Ownership is commonly seen as an important influence on whether the criteria or guidelines are used and lead to improved care.22 24 It is argued that ownership is achieved only if the criteria are developed by those who use them. In a recent review of rigorous evaluations of methods for the implementation of guidelines, however, the balance of evidence did not indicate that ownership was of critical importance.6 Furthermore, local development need not be the only way to ensure that clinicians accept and comply with the criteria. Ownership is facilitated by allowing clinicians the freedom to choose whether performance is judged against “must do” criteria or “must do” plus “should do” and to select the most appropriate standards for their circumstances.

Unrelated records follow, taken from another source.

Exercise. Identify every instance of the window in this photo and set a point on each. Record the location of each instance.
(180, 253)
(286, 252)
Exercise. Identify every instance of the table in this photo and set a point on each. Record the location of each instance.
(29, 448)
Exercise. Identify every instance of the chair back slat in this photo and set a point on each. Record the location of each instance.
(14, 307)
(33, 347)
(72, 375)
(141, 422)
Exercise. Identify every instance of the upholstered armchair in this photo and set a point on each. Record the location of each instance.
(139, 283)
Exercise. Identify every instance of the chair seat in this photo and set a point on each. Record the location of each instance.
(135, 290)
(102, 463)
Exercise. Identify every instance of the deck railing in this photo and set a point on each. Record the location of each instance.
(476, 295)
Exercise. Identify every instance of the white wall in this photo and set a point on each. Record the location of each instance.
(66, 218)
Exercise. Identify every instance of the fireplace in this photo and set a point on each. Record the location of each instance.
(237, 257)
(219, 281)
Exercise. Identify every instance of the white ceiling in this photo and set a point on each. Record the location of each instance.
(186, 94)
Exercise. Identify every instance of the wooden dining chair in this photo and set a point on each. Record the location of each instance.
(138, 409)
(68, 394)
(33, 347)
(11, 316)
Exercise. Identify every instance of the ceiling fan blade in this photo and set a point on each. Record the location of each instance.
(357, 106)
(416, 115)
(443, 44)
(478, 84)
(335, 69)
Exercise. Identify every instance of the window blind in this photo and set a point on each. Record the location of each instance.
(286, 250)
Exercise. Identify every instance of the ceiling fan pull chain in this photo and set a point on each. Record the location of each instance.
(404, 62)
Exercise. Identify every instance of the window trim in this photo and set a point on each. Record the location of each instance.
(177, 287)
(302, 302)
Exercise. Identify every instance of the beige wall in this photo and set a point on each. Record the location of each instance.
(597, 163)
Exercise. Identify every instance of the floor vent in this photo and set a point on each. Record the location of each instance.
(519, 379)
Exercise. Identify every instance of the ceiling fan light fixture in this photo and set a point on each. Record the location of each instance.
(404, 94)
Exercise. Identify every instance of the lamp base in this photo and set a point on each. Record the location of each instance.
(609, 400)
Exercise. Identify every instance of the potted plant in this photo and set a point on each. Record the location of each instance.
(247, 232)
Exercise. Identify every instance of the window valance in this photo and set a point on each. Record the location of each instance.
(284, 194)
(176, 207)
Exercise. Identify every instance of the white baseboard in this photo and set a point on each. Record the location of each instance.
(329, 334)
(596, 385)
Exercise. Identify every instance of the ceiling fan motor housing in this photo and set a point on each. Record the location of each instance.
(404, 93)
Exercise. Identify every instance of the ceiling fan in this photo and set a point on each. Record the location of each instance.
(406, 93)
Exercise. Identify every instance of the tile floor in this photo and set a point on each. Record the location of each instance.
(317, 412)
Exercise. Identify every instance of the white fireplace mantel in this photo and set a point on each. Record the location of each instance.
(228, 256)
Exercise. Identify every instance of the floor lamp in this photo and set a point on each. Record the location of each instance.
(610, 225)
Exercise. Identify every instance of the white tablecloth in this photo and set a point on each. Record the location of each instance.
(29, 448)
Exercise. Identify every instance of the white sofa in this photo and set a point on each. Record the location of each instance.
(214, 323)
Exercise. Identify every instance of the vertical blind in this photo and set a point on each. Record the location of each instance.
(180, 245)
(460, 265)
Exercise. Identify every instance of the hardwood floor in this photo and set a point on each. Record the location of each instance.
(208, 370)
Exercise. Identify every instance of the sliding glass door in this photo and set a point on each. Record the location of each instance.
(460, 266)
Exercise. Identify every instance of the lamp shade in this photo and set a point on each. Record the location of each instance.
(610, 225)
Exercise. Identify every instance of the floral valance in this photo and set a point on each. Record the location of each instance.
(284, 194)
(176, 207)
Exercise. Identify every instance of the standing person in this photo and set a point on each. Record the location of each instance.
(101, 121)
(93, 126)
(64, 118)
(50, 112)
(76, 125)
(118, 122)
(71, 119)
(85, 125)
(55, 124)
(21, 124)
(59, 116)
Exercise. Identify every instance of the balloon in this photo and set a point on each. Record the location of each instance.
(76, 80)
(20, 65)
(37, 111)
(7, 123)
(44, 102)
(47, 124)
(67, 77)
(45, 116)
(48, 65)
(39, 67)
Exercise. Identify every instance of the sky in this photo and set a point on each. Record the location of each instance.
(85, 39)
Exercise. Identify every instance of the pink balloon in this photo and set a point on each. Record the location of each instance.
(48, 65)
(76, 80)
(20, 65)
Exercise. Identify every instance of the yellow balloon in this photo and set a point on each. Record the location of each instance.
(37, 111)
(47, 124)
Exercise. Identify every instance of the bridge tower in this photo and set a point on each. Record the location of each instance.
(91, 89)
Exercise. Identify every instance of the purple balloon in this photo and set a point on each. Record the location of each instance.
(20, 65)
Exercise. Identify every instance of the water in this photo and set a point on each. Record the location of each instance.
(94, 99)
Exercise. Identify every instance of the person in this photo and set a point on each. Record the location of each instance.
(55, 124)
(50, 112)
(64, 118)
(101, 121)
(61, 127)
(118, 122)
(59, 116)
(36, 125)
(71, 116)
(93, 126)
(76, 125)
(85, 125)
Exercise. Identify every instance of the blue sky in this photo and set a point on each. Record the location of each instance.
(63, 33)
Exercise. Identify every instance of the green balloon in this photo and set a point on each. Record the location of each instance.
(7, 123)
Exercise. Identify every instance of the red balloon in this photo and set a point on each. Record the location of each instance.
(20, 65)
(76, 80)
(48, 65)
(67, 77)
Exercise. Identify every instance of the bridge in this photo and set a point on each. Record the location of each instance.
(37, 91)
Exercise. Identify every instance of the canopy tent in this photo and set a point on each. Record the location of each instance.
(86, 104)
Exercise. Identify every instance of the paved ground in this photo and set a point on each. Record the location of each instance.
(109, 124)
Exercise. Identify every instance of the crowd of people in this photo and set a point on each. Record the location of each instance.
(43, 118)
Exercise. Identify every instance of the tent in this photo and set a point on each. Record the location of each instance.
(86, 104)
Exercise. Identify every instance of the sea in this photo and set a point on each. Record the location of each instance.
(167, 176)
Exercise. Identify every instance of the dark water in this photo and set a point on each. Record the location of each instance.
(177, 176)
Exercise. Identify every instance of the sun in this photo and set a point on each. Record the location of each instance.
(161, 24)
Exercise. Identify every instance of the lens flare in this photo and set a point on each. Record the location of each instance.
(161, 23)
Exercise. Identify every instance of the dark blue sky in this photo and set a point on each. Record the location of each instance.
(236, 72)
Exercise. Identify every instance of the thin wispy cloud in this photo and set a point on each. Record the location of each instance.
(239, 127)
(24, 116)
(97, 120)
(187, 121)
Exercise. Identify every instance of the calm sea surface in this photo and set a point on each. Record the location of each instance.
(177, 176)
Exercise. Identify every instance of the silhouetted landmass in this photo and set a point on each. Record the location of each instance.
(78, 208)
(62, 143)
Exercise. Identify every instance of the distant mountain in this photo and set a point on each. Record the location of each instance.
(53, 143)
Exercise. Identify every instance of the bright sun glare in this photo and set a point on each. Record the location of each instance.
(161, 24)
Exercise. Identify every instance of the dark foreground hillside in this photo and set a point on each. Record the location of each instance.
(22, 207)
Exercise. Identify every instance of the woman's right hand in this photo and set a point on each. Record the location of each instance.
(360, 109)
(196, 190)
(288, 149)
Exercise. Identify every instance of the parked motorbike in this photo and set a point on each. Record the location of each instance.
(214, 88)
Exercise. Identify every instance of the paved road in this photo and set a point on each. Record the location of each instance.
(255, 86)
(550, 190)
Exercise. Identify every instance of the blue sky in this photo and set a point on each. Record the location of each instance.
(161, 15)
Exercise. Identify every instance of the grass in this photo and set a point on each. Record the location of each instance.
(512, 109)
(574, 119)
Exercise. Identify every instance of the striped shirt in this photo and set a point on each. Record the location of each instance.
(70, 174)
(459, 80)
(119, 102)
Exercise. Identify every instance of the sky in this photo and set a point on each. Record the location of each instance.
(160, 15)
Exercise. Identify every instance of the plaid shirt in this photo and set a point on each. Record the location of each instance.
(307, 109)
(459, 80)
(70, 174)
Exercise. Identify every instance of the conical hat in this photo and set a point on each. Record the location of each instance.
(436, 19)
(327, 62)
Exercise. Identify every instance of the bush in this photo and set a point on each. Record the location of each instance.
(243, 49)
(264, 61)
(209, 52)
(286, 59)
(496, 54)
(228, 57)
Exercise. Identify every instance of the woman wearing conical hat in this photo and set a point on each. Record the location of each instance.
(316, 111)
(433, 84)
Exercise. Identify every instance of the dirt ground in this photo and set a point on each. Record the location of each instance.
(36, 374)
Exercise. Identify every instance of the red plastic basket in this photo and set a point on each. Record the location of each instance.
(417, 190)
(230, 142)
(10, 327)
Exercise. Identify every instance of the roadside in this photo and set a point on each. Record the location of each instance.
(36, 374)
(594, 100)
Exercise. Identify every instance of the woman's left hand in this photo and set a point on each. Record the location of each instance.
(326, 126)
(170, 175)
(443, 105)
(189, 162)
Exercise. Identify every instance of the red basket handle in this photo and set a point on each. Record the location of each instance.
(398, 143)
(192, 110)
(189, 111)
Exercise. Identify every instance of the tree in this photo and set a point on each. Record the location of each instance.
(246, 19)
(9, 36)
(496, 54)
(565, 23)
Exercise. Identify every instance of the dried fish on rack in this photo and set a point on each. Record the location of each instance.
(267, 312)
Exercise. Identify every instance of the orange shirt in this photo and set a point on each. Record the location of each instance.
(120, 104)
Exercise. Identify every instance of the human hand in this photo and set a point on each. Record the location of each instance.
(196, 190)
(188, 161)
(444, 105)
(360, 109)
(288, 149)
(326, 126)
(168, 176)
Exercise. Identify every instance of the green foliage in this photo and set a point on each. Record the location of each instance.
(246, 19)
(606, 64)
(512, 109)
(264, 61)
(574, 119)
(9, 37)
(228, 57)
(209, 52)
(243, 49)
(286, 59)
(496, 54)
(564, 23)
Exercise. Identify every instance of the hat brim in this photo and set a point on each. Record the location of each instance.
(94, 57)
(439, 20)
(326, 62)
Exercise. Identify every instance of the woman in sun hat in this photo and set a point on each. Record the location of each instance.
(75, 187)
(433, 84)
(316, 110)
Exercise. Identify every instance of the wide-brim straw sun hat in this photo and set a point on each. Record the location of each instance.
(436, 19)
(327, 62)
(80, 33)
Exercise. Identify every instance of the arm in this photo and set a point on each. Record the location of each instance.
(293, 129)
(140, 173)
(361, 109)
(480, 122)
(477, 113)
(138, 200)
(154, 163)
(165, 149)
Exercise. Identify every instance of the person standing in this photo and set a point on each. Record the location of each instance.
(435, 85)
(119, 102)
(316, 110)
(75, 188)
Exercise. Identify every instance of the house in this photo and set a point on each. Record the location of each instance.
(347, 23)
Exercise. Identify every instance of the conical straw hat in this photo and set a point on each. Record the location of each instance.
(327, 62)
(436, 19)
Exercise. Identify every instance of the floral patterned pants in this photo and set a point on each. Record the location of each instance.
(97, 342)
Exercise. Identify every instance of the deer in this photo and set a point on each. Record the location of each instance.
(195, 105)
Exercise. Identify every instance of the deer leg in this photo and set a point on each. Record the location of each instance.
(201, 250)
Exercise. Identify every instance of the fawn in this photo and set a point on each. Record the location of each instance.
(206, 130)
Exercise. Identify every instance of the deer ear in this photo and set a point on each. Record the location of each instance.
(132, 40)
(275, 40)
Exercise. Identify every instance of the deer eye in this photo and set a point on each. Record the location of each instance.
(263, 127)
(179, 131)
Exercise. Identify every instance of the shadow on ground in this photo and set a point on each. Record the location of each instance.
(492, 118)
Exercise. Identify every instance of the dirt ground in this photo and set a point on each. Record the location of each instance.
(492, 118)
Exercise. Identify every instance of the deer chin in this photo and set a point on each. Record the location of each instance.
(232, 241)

The concentration of resources for development of protocols regionally or nationally would be more efficient and liable to lead to the use of more appropriate and rigorous methods. As national or regional guidelines linked to evidence are produced related protocols should be developed. The developers of a guideline might themselves devise a relevant protocol, but it is important that the specific circumstances of potential users of the protocol are taken into account. Most guidelines are not developed with a single clinical setting in mind, such as general practice or cardiology outpatient departments, and in most cases clinicians from the relevant setting must take the lead in defining the wording of criteria in the light of the guidelines and the research evidence. Locally, health commissions, audit groups, and other agencies concerned in the assessment of care can select a protocol which has been rigorously developed by an expert group for an aspect of care in which they are interested. Alternatively, if a set of adequate and approved guidelines have been issued they can then choose the criteria to be used, taking into account their prioritisation and the requirements of local clinicians. Local standards may also be set, and a systematic method of collecting and analysing information about compliance with the criteria can be used.

We hope that our clarification of the meaning and practical application of terms used will encourage the linkage of guidelines with criteria, thus providing a more effective approach to implementing the findings of research in everyday practice. Clinical practice based on evidence is more likely to be achieved if guidance to assist decision making and assessments of care are both used as related parts of an integrated system. The combination of an increasing number of scientifically valid guidelines, equally sound regional or national criteria, and an explicit mechanism used to ensure their appropriate use, such as that described in this paper, should facilitate the rational monitoring and audit of care.